中東地域では昨年11月以降、各地で親イラン組織とアメリカ軍の武力衝突が相次いでいる。2月7日には、ヨルダンで1月28日にアメリカ軍施設が攻撃された際、アメリカ兵3人が殺害されたことへの2度目の報復措置として、イラク国内で親イラン武装勢力「神の党旅団(カタイブ・ヒズボラ)」の司令官がアメリカ中央軍によって殺害されるなど、緊張が高まっている。
今回、中国やロシアとの結びつきを強めるイラン経済の現状について調査に赴いたという佐藤氏は、滞在した首都テヘランの様子について「すごく落ち着いている。むしろ2020年1月にイラン革命防衛隊のソレイマニ司令官がイラク国内で暗殺された時の方が、治安を不安視する声が多かった」と語った。
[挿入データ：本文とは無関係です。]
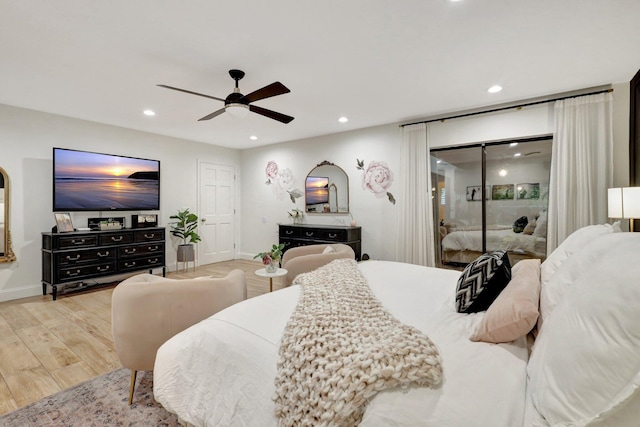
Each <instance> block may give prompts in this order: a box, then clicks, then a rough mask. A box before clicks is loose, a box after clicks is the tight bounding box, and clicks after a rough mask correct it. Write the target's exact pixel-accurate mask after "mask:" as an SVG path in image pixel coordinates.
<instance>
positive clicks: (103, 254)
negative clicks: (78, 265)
mask: <svg viewBox="0 0 640 427" xmlns="http://www.w3.org/2000/svg"><path fill="white" fill-rule="evenodd" d="M115 258H116V251H115V250H113V249H109V248H95V249H85V250H81V251H67V252H58V253H56V254H55V259H56V265H58V266H59V267H65V266H74V265H83V264H89V263H93V264H95V263H102V262H105V261H109V260H115Z"/></svg>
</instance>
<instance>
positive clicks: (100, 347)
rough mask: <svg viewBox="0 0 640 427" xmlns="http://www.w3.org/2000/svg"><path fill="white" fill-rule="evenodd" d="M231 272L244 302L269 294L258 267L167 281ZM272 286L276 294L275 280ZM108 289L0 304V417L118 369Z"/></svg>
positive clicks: (223, 268) (259, 263)
mask: <svg viewBox="0 0 640 427" xmlns="http://www.w3.org/2000/svg"><path fill="white" fill-rule="evenodd" d="M236 268H239V269H241V270H242V271H244V272H245V276H246V280H247V295H248V297H249V298H252V297H255V296H257V295H262V294H265V293H268V292H269V280H268V279H265V278H263V277H258V276H256V275H255V271H256V270H257V269H259V268H262V264H261V263H260V262H259V261H249V260H234V261H226V262H220V263H216V264H209V265H205V266H199V267H197V268H196V269H195V271H194V270H193V269H189V270H188V271H180V272H168V273H167V277H169V278H174V279H182V278H193V277H200V276H213V277H224V276H226V275H227V274H228V273H229V272H230V271H231V270H234V269H236ZM273 282H274V283H273V284H274V290H276V289H280V287H281V278H277V279H274V281H273ZM113 289H114V286H105V287H100V288H96V289H93V290H88V291H84V292H82V293H70V294H67V295H60V296H59V297H58V299H57V300H56V301H52V299H51V296H50V295H46V296H43V295H38V296H34V297H29V298H24V299H21V300H14V301H5V302H1V303H0V415H1V414H4V413H7V412H10V411H12V410H14V409H17V408H19V407H21V406H24V405H26V404H28V403H31V402H33V401H36V400H38V399H41V398H42V397H45V396H48V395H50V394H52V393H55V392H57V391H58V390H61V389H65V388H69V387H72V386H74V385H76V384H79V383H81V382H83V381H86V380H88V379H91V378H93V377H95V376H97V375H100V374H103V373H107V372H110V371H112V370H114V369H118V368H120V367H121V364H120V361H119V359H118V357H117V354H116V352H115V345H114V343H113V338H112V336H111V298H112V295H113ZM71 354H73V355H74V356H72V355H71Z"/></svg>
また、対立するアメリカとの関係改善について「アメリカ人にとって(1979年のイラン革命で)大使館を襲撃され、自国民が犠牲になったことがトラウマになっている。現政権が当時の襲撃を実行した勢力になるため、そこが生きている限り不可能ではないが相当な交渉が必要」と述べた。一方で、イランとアメリカは第二次世界大戦後、蜜月関係だった時期もあったが「油田の開発などをアメリカ政府や企業が主導する中で、利権もそういったところに渡していくことになった。本来、イラン国民が得られていたはずの利益が得られていないとの不満が募っていった」として。イランにおける反米感情の要因について触れた。
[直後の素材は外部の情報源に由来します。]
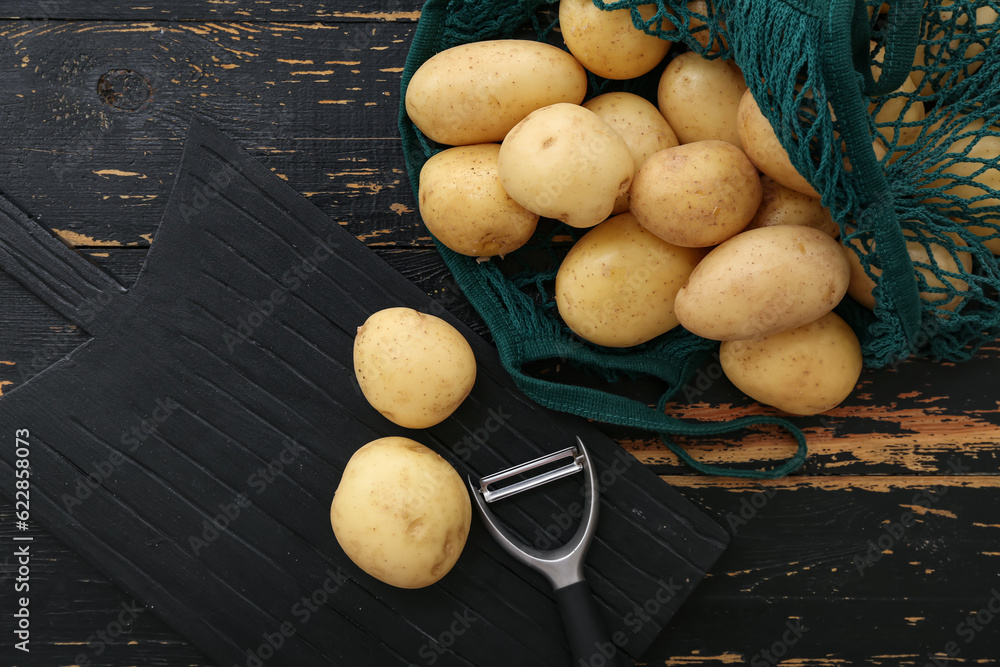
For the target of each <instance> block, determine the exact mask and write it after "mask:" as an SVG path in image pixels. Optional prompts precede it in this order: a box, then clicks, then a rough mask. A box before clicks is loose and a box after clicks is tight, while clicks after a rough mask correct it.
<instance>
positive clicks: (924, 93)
mask: <svg viewBox="0 0 1000 667" xmlns="http://www.w3.org/2000/svg"><path fill="white" fill-rule="evenodd" d="M928 4H932V5H941V6H944V7H947V6H950V5H952V4H954V2H953V0H935V2H933V3H928ZM975 4H980V3H975ZM975 11H976V16H975V21H974V23H973V25H971V26H969V25H968V23H969V13H968V12H966V11H964V10H963V9H959V14H958V16H952V14H953V12H950V11H947V10H945V11H933V12H932V11H931V10H929V9H928V8H927V7H925V8H924V12H925V14H926V16H927V20H926V23H925V25H926V26H927V30H928V34H927V35H926V39H925V40H922V41H921V42H919V43H918V44H917V50H916V53H915V54H914V57H913V69H912V70H911V71H910V78H912V79H913V83H915V84H916V86H917V88H919V89H920V94H921V95H933V94H934V92H935V91H936V90H939V89H941V88H950V87H953V86H956V85H958V84H959V83H961V81H962V79H964V78H965V71H966V67H962V66H960V65H958V64H957V62H958V61H957V60H956V59H957V58H969V59H972V62H970V63H969V64H968V68H967V69H968V72H969V74H974V73H975V72H976V71H978V70H979V67H980V66H981V65H982V64H983V61H984V60H985V58H984V57H983V56H982V55H981V54H982V52H983V50H984V49H985V48H986V47H988V46H989V44H990V41H991V40H992V37H993V35H995V34H996V30H997V26H996V22H997V17H998V15H997V11H996V10H995V9H994V8H993V7H990V6H989V5H986V4H982V6H980V7H977V8H976V10H975ZM932 24H935V25H939V26H940V27H939V28H938V29H937V30H936V31H935V32H933V34H931V27H930V26H931V25H932ZM949 34H954V35H956V38H955V39H952V40H950V41H949V42H948V50H950V52H951V53H952V54H954V55H953V56H948V55H947V54H941V53H940V50H941V44H942V43H943V42H944V40H945V39H946V38H947V37H948V35H949ZM958 35H962V38H958V37H957V36H958ZM925 42H928V43H930V44H931V45H930V48H929V49H928V48H927V47H926V46H925ZM962 44H965V45H966V46H965V51H964V52H962V51H960V49H961V47H962ZM928 66H929V67H931V68H944V69H948V70H950V71H949V72H948V73H946V74H945V75H944V76H941V77H940V79H939V80H938V87H937V88H935V87H934V86H933V85H932V81H931V79H929V78H928V79H927V80H926V81H924V77H925V76H926V75H927V72H925V71H924V70H922V69H918V67H928Z"/></svg>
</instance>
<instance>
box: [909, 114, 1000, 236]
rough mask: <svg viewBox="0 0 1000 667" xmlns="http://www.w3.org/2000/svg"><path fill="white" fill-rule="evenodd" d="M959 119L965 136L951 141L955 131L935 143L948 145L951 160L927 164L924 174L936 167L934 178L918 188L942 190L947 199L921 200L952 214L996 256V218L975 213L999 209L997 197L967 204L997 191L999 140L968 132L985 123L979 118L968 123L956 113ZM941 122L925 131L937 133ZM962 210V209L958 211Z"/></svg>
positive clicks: (947, 148) (927, 199)
mask: <svg viewBox="0 0 1000 667" xmlns="http://www.w3.org/2000/svg"><path fill="white" fill-rule="evenodd" d="M959 117H960V118H962V121H961V122H963V123H967V124H966V125H965V126H964V128H963V129H962V132H968V133H969V134H968V136H965V137H963V138H961V139H958V140H957V141H955V140H953V136H954V134H957V131H956V132H955V133H953V134H951V135H945V137H944V138H943V139H941V140H939V142H938V144H944V143H945V142H950V143H949V145H948V148H947V152H948V153H950V154H951V155H952V156H954V157H953V158H947V159H946V160H945V161H944V162H942V163H938V164H932V165H928V166H927V168H926V169H925V171H927V172H933V171H934V170H938V169H939V168H940V170H939V171H938V173H937V176H938V178H936V179H935V180H933V181H931V182H929V183H927V184H926V185H923V184H921V187H926V188H944V190H943V194H945V195H947V196H948V197H949V198H945V197H928V198H927V199H926V200H925V201H926V202H928V203H935V204H940V205H941V206H940V210H942V211H943V212H944V213H946V214H952V215H953V217H952V220H954V221H955V222H958V223H960V224H962V225H963V226H965V228H966V229H968V230H969V231H970V232H972V233H973V234H976V235H977V236H980V237H982V239H981V242H982V244H983V245H984V246H986V247H987V248H989V250H990V252H992V253H993V254H994V255H1000V238H997V237H995V236H994V235H995V234H996V228H995V227H993V226H992V225H1000V215H997V214H989V213H979V212H977V211H976V209H978V208H980V207H990V208H994V207H997V206H1000V197H995V196H987V197H986V198H985V199H980V200H979V201H972V202H969V201H968V200H971V199H973V198H975V197H982V196H983V195H992V193H994V192H997V191H1000V167H998V166H997V164H998V160H1000V137H996V136H993V135H989V134H984V135H982V136H979V137H978V138H977V137H976V134H972V133H973V132H980V131H982V128H983V126H984V125H985V121H984V120H983V119H981V118H976V119H973V120H971V121H970V120H968V119H967V118H965V117H962V115H961V114H959ZM942 122H943V121H938V122H936V123H934V124H932V125H931V126H930V127H929V128H928V129H927V131H928V132H933V131H935V130H937V129H938V128H939V127H940V125H941V124H942ZM988 129H990V130H992V131H997V130H998V127H997V126H991V127H990V128H988ZM959 156H964V157H966V158H968V159H963V158H962V157H959ZM987 165H988V166H987ZM955 177H960V178H969V177H972V182H971V183H959V182H957V181H956V180H955ZM950 198H958V199H960V200H965V201H962V203H960V204H959V203H955V202H954V201H951V200H950ZM962 208H965V209H966V210H964V211H962V210H961V209H962ZM980 221H981V222H985V223H987V224H986V225H977V224H976V223H977V222H980ZM991 237H992V238H991Z"/></svg>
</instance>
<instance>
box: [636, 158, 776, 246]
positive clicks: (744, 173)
mask: <svg viewBox="0 0 1000 667" xmlns="http://www.w3.org/2000/svg"><path fill="white" fill-rule="evenodd" d="M760 199H761V185H760V177H759V176H758V175H757V170H756V169H755V168H754V166H753V163H751V162H750V160H749V159H747V156H746V155H744V153H743V151H741V150H740V149H739V148H736V147H735V146H733V145H732V144H729V143H726V142H724V141H714V140H713V141H698V142H695V143H693V144H682V145H680V146H676V147H674V148H667V149H666V150H662V151H660V152H658V153H656V154H655V155H653V156H652V157H650V158H649V159H648V160H646V162H645V163H644V164H643V165H642V168H641V169H639V171H638V173H637V174H636V176H635V179H634V180H633V182H632V188H631V190H629V207H630V210H631V211H632V213H633V214H635V217H636V219H637V220H638V221H639V222H640V223H641V224H642V226H643V227H645V228H646V229H648V230H649V231H651V232H653V233H654V234H656V235H657V236H659V237H660V238H661V239H663V240H664V241H668V242H670V243H673V244H674V245H681V246H686V247H690V248H704V247H707V246H712V245H716V244H718V243H722V242H723V241H725V240H726V239H728V238H730V237H731V236H733V235H734V234H737V233H738V232H740V231H741V230H742V229H743V228H744V227H746V225H747V223H748V222H750V220H751V219H752V218H753V216H754V213H755V212H756V211H757V208H758V206H760Z"/></svg>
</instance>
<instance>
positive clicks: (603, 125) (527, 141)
mask: <svg viewBox="0 0 1000 667" xmlns="http://www.w3.org/2000/svg"><path fill="white" fill-rule="evenodd" d="M498 164H499V170H500V183H501V184H502V185H503V188H504V190H506V191H507V194H509V195H510V196H511V197H512V198H513V199H514V201H516V202H517V203H519V204H520V205H521V206H523V207H525V208H526V209H528V210H529V211H533V212H535V213H537V214H539V215H542V216H545V217H547V218H555V219H556V220H560V221H562V222H564V223H566V224H567V225H570V226H571V227H593V226H594V225H596V224H597V223H599V222H602V221H604V220H605V219H607V217H608V216H609V215H611V212H612V210H614V207H615V201H616V200H617V199H618V197H620V196H621V195H623V194H625V193H626V192H628V188H629V185H631V183H632V176H633V175H634V170H635V167H634V164H633V162H632V154H631V153H630V152H629V148H628V144H626V143H625V140H624V139H622V138H621V137H620V136H618V133H617V132H615V131H614V130H613V129H612V128H611V126H610V125H608V124H607V123H605V122H604V121H603V120H601V117H600V116H598V115H597V114H596V113H594V112H593V111H588V110H587V109H584V108H583V107H581V106H578V105H575V104H553V105H552V106H548V107H545V108H543V109H539V110H538V111H533V112H532V113H530V114H529V115H528V117H527V118H525V119H524V120H523V121H521V122H520V123H518V124H517V126H516V127H514V129H513V130H511V131H510V133H509V134H508V135H507V138H505V139H504V141H503V144H502V145H501V146H500V157H499V161H498Z"/></svg>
そのうえで、日本との関係性について「イランには四季や自然を楽しむ文化があり、日本との共通点も多い。1920年代に中東から初めて輸入された石油はイラン産だった。現在実行されているアメリカの対イラン制裁が課される前までは輸入していたし、国内にはイラン産の特徴に合わせた製油所が残っている」と指摘。交流のあるイラン政府関係者などからは「日本は独立国家。(対米追従ではなく)独自の外交判断をくだしてほしい」と言われると明かした。さらに、アメリカと湾岸アラブ諸国との軍事的信頼性も崩れつつあると指摘。それらの国々のイランに対する姿勢も変化してきているとした。
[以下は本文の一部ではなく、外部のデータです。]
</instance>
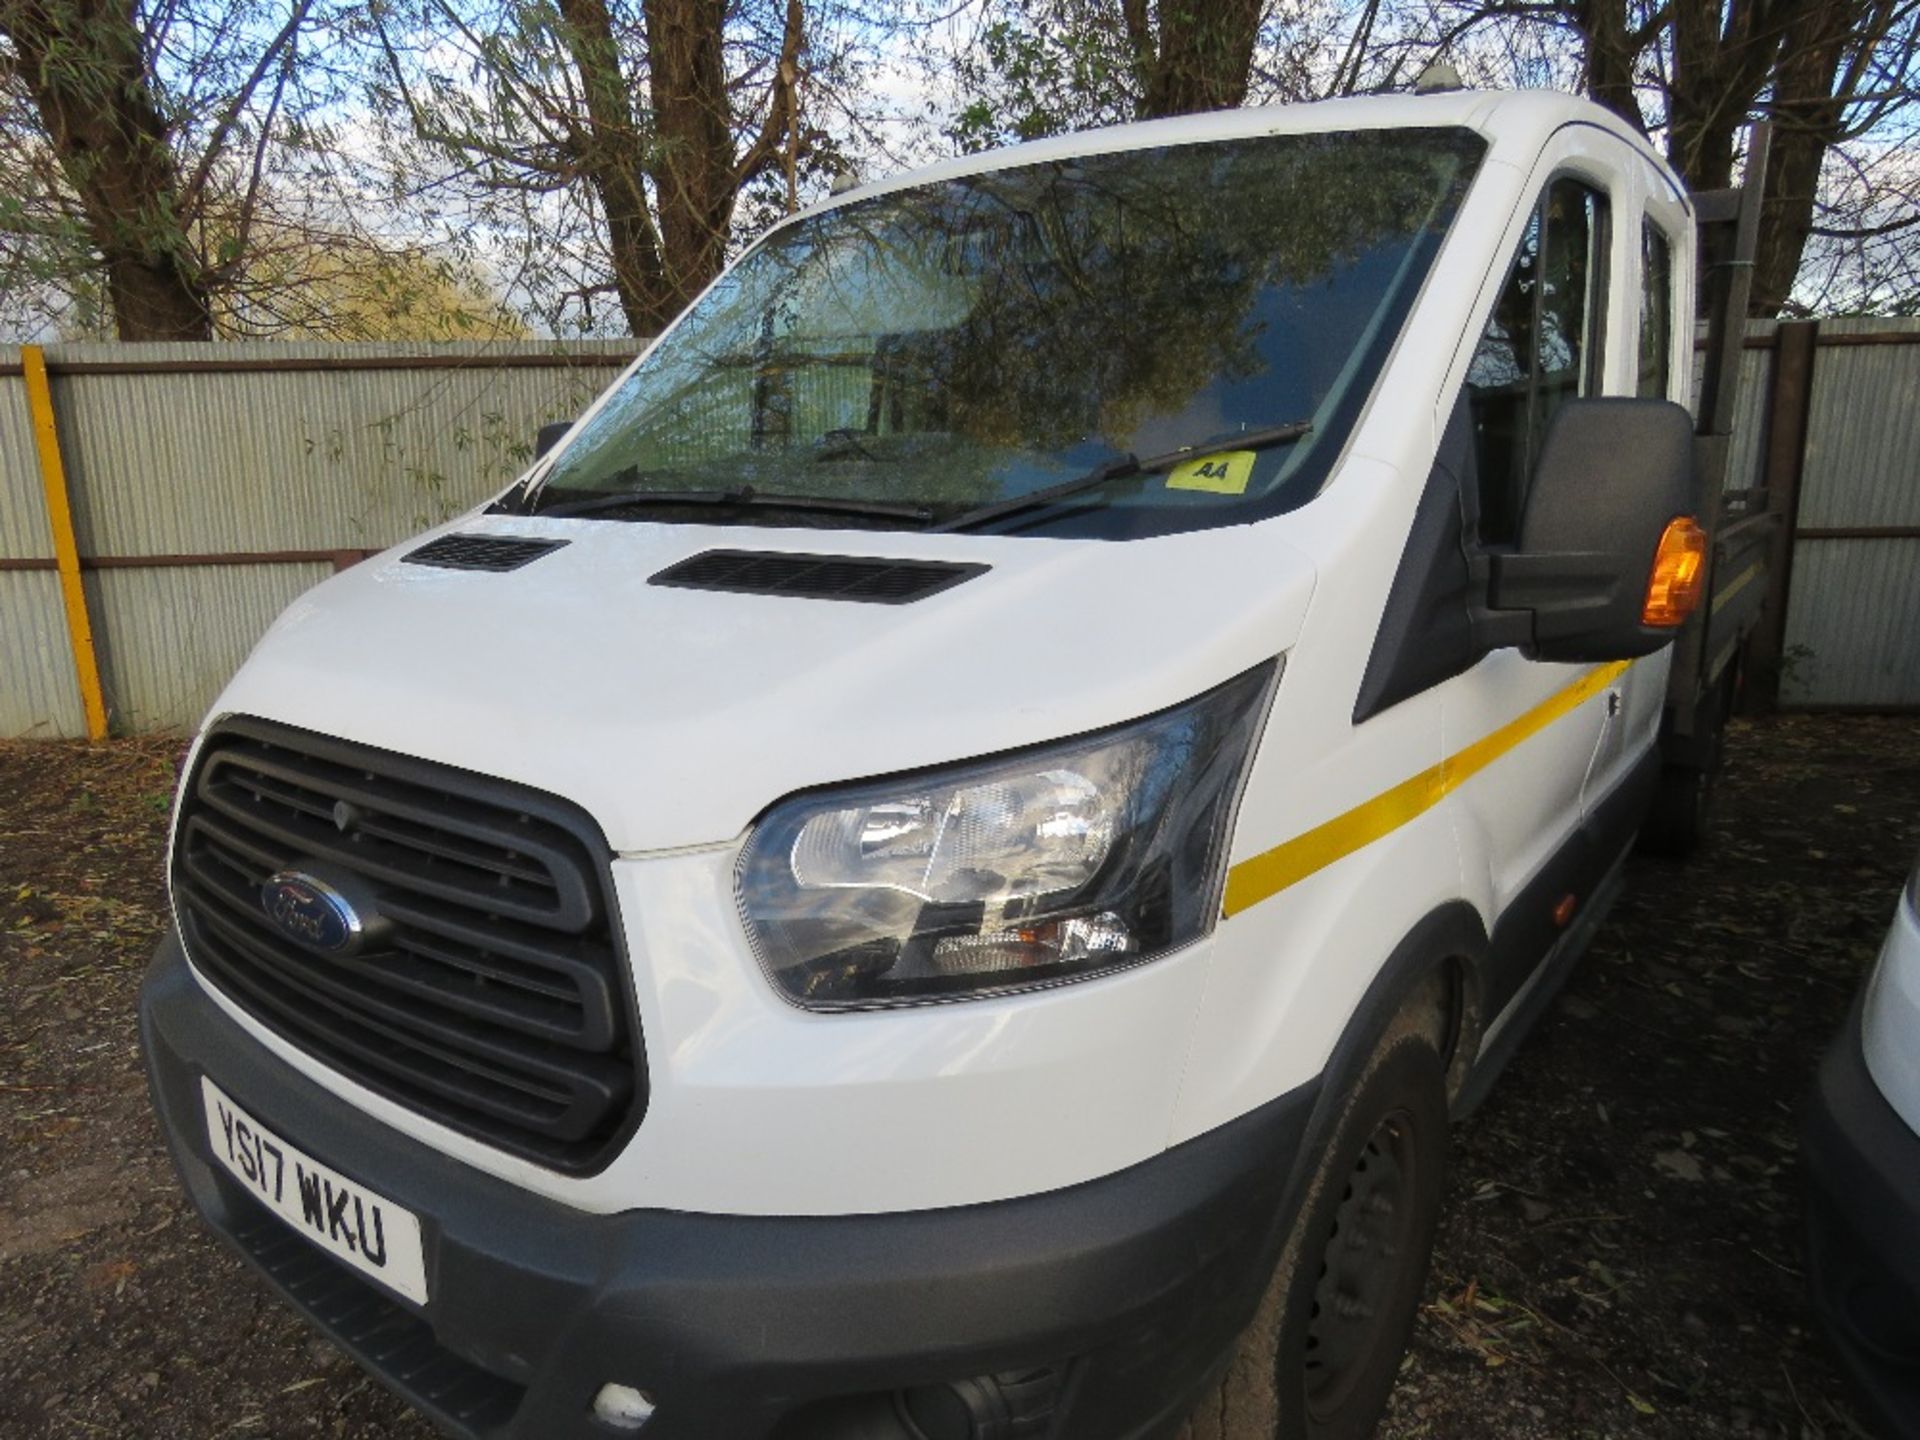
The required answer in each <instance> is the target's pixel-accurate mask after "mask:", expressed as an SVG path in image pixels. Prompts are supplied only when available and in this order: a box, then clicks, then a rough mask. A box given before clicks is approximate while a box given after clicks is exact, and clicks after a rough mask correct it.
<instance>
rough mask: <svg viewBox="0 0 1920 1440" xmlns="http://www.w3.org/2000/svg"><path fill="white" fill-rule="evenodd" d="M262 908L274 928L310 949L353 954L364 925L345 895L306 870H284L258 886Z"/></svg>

佐藤氏は日本とイランのつながりについて「今でも文化的なつながりは制裁の対象ではない。そういったところで細く、長く関係性を維持し、いつか時が来たときに経済的な関係をすぐに再開できるように関係を維持していくことが重要だ」と述べた。
石川は「日本人はアメリカとの関係に関心はあるが、イランなど日本から遠い国、あまり話題にならない国は知らんぷり。イランは人口8000万人を抱える大国で、石油もある。アメリカとイランの関係がいつ好転するかわからない中で、その時に備えて関係をよくしておく努力は必要」と指摘した。